Van smiles, “Look, this is like the best ‘fuck you’ to Wiskayok.”

“And what if I don’t want to say, ‘fuck you’ to Wiskayok?”

“We both know you hate this shitty little town just as much as I do.”

Tai rolls her eyes, “Okay, yeah, I do. But if we get caught…”

“We won’t.”

“But if we do –”

“I’ll take the fall for it.”

“Fine, but we better not get caught.”

“We won’t.”

“I’ll drive?”

“I mean, Lottie drove me here and she’s long gone now.”

Tai laughs as they walk towards the makeshift parking lot in the clearing, “Are you ever going to use your license?”

“Why drive when I can be driven around by beautiful women instead?”

“Oh, women?” Tai playfully swats at Van’s arm, “Do I have competition?”

“Never,” Van checks that they’re actually alone in the clearing before kissing Tai on the cheek.

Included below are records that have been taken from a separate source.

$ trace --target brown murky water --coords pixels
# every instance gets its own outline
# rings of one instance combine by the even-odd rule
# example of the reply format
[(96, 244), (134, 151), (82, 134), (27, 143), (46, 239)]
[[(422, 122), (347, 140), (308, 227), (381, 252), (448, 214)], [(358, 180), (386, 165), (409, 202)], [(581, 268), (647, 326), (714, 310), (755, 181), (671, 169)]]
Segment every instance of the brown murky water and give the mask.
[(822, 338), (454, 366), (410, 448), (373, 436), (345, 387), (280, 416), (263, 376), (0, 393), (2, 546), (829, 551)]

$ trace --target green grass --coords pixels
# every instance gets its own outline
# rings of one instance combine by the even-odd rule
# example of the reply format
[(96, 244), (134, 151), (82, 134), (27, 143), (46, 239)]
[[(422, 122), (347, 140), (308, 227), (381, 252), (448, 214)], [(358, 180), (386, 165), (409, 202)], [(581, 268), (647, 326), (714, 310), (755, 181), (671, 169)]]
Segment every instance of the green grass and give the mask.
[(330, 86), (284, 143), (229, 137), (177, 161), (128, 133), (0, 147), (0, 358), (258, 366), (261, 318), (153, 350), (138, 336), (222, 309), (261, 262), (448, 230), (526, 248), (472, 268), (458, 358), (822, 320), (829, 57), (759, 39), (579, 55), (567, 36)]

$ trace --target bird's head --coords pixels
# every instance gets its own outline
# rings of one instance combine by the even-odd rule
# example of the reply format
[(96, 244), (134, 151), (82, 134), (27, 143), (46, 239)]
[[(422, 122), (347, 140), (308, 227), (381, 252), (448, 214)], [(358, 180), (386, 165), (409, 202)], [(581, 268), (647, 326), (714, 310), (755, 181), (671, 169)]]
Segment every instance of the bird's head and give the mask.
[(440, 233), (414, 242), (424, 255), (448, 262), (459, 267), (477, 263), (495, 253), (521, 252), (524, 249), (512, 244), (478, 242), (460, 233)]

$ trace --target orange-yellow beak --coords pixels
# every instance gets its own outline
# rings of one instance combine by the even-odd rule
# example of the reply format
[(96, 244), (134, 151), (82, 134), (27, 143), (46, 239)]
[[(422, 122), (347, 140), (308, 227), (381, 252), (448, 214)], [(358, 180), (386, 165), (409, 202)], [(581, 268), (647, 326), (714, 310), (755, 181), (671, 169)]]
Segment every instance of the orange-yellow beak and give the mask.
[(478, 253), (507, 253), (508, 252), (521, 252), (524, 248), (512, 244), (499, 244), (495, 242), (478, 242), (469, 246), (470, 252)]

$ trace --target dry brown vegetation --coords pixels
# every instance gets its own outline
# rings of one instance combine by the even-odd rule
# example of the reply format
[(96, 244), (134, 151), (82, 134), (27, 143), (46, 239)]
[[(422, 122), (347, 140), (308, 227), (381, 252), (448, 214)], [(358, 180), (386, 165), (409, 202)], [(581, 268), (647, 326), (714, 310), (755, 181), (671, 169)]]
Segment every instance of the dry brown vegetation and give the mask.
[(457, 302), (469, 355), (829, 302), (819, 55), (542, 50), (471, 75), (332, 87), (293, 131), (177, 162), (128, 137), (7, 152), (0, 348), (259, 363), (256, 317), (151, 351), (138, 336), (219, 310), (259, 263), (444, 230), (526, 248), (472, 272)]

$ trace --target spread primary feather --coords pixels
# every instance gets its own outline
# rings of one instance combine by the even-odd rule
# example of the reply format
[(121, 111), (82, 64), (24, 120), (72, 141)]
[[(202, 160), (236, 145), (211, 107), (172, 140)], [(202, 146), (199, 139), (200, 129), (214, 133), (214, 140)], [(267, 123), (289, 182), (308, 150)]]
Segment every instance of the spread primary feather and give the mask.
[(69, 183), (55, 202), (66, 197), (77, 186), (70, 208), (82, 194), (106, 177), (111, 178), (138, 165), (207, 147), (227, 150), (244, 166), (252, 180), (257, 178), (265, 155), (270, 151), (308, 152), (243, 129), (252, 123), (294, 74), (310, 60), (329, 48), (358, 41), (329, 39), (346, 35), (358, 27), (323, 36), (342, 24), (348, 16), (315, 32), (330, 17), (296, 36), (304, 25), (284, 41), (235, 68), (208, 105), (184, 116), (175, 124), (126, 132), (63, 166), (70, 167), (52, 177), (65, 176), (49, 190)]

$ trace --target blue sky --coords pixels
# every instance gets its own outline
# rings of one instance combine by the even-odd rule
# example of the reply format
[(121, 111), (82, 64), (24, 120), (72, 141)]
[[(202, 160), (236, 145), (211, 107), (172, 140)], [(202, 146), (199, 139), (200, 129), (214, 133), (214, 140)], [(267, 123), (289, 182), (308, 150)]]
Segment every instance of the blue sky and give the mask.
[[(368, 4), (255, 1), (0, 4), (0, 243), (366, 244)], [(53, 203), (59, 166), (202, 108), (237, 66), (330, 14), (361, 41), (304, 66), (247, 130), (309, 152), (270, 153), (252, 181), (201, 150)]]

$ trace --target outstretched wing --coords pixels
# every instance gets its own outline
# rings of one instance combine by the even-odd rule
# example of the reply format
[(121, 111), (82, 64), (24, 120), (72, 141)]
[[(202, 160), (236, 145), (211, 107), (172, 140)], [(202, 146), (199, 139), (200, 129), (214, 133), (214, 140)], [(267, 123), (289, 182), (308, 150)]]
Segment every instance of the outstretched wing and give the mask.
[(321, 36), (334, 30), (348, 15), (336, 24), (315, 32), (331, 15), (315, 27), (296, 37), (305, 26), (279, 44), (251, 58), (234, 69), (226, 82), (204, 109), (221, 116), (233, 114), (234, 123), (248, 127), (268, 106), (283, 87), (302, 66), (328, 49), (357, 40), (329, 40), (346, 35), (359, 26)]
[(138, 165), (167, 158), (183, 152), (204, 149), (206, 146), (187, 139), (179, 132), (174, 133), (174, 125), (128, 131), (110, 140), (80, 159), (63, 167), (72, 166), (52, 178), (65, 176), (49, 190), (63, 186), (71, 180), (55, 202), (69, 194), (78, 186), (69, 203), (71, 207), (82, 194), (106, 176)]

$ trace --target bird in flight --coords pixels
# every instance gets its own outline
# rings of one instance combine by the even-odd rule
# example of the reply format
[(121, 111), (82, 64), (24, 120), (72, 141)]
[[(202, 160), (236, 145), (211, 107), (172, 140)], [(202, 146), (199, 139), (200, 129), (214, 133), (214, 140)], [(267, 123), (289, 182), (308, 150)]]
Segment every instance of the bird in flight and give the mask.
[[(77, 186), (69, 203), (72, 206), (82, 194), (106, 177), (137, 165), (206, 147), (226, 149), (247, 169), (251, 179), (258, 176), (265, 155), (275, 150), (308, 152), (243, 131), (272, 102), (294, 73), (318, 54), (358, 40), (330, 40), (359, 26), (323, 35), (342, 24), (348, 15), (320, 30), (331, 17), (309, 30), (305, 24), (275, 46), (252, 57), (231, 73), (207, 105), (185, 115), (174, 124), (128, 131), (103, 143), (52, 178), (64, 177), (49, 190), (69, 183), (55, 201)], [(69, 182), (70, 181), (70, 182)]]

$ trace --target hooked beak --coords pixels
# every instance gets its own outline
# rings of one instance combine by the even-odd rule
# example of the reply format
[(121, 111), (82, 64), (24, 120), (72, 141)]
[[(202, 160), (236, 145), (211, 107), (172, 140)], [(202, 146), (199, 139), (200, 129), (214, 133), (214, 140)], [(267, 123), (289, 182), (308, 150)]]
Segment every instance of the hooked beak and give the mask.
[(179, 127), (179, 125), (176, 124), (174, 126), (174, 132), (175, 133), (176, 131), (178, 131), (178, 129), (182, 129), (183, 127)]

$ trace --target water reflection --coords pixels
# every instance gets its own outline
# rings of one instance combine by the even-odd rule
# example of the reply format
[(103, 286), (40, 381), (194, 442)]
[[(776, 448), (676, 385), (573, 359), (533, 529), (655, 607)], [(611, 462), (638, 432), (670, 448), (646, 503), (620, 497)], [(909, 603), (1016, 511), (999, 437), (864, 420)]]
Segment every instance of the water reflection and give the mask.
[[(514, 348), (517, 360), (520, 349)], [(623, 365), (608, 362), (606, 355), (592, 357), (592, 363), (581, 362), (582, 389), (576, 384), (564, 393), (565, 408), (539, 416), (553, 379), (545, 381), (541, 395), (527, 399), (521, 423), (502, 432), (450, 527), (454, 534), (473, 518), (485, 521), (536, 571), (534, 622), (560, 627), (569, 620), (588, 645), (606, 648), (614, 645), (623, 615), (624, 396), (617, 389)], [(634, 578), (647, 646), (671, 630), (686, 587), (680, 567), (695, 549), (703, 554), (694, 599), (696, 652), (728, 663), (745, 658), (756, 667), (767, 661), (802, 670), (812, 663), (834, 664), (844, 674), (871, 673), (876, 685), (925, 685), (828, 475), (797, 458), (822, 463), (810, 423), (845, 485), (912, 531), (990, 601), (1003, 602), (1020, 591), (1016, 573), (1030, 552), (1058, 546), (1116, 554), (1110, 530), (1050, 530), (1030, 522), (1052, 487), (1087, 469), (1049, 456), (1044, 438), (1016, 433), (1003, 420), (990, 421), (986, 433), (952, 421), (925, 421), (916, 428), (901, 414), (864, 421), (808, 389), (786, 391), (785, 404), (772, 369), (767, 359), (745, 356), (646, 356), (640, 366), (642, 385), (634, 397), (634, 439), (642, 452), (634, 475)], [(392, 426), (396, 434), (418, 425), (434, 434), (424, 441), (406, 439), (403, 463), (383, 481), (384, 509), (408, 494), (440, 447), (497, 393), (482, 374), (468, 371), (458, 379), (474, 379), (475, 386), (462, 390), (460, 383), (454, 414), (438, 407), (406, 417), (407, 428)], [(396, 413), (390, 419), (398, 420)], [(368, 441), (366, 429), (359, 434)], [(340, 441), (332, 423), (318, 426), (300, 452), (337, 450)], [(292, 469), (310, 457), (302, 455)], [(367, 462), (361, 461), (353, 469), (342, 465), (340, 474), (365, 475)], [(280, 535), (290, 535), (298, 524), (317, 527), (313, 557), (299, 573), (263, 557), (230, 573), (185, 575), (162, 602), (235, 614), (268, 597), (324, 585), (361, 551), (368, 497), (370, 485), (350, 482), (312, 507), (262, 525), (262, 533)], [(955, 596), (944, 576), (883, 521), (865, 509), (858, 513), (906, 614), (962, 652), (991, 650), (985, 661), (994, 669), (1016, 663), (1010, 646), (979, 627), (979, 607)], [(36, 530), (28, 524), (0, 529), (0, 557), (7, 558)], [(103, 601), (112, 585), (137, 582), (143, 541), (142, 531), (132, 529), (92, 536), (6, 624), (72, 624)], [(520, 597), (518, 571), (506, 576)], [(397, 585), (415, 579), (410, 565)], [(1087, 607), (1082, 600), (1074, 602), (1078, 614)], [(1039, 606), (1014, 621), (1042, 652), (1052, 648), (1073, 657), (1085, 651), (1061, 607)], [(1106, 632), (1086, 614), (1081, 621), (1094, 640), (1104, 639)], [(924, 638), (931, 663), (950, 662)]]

When they get in Tai’s car Follow You Down by Gin Blossoms starts playing on the chorus.

She was listening to the mixtape. The one she gave to Tai last month.

Van beams over at Taissa in the driver's seat, “So… my taste in music isn’t half bad, huh?”

Tai raises an eyebrow and smirks, “It’s okay… sometimes… when you’re not listening to the same music Jeff Sadecki probably listens to.”

“Oh, yeah, I’m sure Jeff just loves Sleater-Kinney and The Cranberries,” Van laughs.

“No, but I’m sure he listens to The Offspring…”

Van rolls her eyes, “Oh my god, for the hundredth time, I was listening to them ironically.”

“Sure you were…”

“I was,” Van laughs.

 “God, you’re so…”

“Adorable, endearing, hot…”

Tai rolls her eyes, but she can’t stop grinning and looking over at Van the rest of the short drive to the diner.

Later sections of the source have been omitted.